Key/doc partitioning is still done by the user (i.e. shards are opaque and solr will not know if documentA belongs in shardX or shardY)
How to create a new solr cluster + collection? Easiest would be to create one from an existing non-zookeeper server.
Method 1: Environment variable (-Dboostrap_collection=...) that could create files needed for a new collection, including copying the local config files into zookeeper before the core is created, then a zk-enabled core could be started. This would also bootstrap the entire cluster (default name = solr) if it had not been done yet.
java -Dbootstrap_collection=collection_name -DzkHost=... -jar start.jar
This method may be the most user friendly for first time users from the solr example.
Method 2: A URL (a core container command) for moving an existing core to zookeeper (and creating a new collection). The core could be reloaded after the necessary files are moved.
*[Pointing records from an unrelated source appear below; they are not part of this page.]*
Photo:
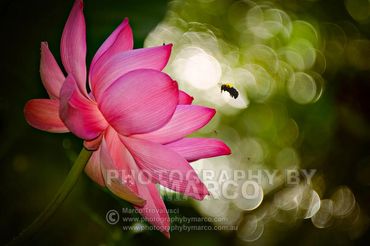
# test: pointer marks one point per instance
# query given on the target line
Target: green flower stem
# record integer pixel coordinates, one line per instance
(63, 192)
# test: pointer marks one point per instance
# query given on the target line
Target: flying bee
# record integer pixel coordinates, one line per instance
(230, 89)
Method 3: A separate utility jar for creating a new cluster / collection. (Downsides - need to set up classpath correctly, etc.)
Adding existing shard
User starts up a shard and says it has "shardX" (assume there is not already an existing shardX in the cluster).
Is there a single master (cluster manager, not solr master) per collection, or a master for all collections in the cluster?
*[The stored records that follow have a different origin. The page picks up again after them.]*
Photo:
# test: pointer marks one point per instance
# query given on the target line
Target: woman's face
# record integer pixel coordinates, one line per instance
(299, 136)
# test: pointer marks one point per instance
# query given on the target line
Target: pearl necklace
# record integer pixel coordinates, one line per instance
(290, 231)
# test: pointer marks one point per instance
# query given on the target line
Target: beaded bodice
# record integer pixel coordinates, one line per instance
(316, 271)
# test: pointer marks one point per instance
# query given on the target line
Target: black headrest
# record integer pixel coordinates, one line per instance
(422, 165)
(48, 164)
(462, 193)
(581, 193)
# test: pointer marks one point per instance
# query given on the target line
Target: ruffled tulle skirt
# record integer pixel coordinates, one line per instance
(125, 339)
How do we build an index and test it out before adding it to a collection? We want to be part of the collection so we can get the config, but we don't want searchers to use the index yet. Perhaps have a shard state that could indicate this.
Have some sort of command list that every server should execute before certain actions? (could involve hitting URLs, executing system commands, etc)?
Basic Distributed Search
The state of the cluster will be read at startup. Changes to the state will be immediately reflected in the internal representation via zookeeper watches. Once a cluster state has been built, a connection to zookeeper is not needed to serve requests (i.e. it can work when disconnected from zk).
implementation detail: certain information about the internal representation of the cluster should be copied at the start of a request and probably shouldn't change during the request. This probably includes the shards that will be included in the request (we don't want that changing between phases of a request), and the nodes we are querying for those shards. Someone may take a node out of service, or zookeeper may have marked the node as failed, but we can simply continue using the normal request/failover logic for the duration of that distributed request.
Connection refused errors from solr_server->solr_server (or other errors that we believe would not result in an error if executed on a different node) should result in failover behavior (re-request a different shard). It can be a local policy decision to not try that node again for a certain amount of time after so many of these errors. Zookeeper does not need to be updated with this info (but could be in the future).
Node failures should not always fail the distributed search. It should be configurable whether that aborts the search or returns with results from all non-failing nodes along with a list of the nodes that failed. In cases with huge document collections, a missing few percent of total documents may not be worth stopping the user's progress; yet you would want to know about the failure so you could indicate that the results are incomplete.
Zookeeper ephemeral znodes can be used to determine what servers are available for requests.
Q: if zookeeper dies and comes back up, does it come back with all the ephemeral nodes? If all the ephemeral nodes are deleted, we need to disregard and continue using our last internal model.
solr_server->solr_server requests may result in a timeout after "shard-socket-timeout". If a flag indicating partialResults is set, we should not retry a different shard. If a flag indicating partialResults is not set, we fail the request, or retry a different shard, depending on a new "retryOnTimeout" flag. After a configurable number of timeouts, where other shards did not timeout, we can mark the node as "slow" or "timedout" in zookeeper. A leader could optionally act on that information to remove the node or reallocate resources.